Post

When Neural Networks Lie: Adversarial Examples and the Art of Fooling AI

When Neural Networks Lie: Adversarial Examples and the Art of Fooling AI

TL;DR: In 2014, Goodfellow et al. showed that neural networks — no matter how accurate — can be fooled by adding tiny, invisible perturbations to their inputs. A panda becomes a gibbon. A stop sign becomes a speed limit sign. The model is completely confident. The fix they proposed (adversarial training) works, but it’s brutally expensive. Shafahi et al. later made it free. The arms race is still ongoing.

These paper reviews are written more for me and less for others. LLMs have been used in formatting


The Prank That Became a Crisis

A Perfectly Confident, Perfectly Wrong Model

In 2014, Goodfellow, Shlens, and Szegedy published something that rattled the deep learning community. They took an image of a panda — correctly classified with 57.7% confidence — added a tiny matrix of noise invisible to the human eye, and fed it to the same model. The model now said: gibbon, 99.3% confidence.
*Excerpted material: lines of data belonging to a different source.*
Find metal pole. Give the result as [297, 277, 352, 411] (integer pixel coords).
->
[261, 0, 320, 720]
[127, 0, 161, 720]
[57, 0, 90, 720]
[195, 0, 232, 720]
The perturbed image looks identical to us. To the model, it couldn’t be more different.

graph LR
    A["🐼 Panda<br/>57.7% confident"] -->|"+ invisible noise ε"| B["🦍 Gibbon<br/>99.3% confident"]

    style A fill:#e8f5e8,stroke:#2e7d32,stroke-width:2px,color:#000
    style B fill:#ffebee,stroke:#c62828,stroke-width:2px,color:#000

This wasn’t a bug. It wasn’t overfitting. It was a fundamental property of how neural networks learn — and it applied to every architecture, every dataset, every model that anyone had trained.

The question was: why?


Why They Exist: The Linearity Hypothesis

Goodfellow’s Insight

The prevailing assumption at the time was that adversarial examples existed because neural networks were too nonlinear — complex, high-dimensional functions with strange and unpredictable decision boundaries.

Goodfellow argued the opposite. The real culprit is linearity.

Consider a linear model with weights $\mathbf{w}$ and input $\mathbf{x}$. If we perturb the input by $\boldsymbol{\eta}$, the output changes by:

\[\mathbf{w}^T (\mathbf{x} + \boldsymbol{\eta}) = \mathbf{w}^T \mathbf{x} + \mathbf{w}^T \boldsymbol{\eta}\]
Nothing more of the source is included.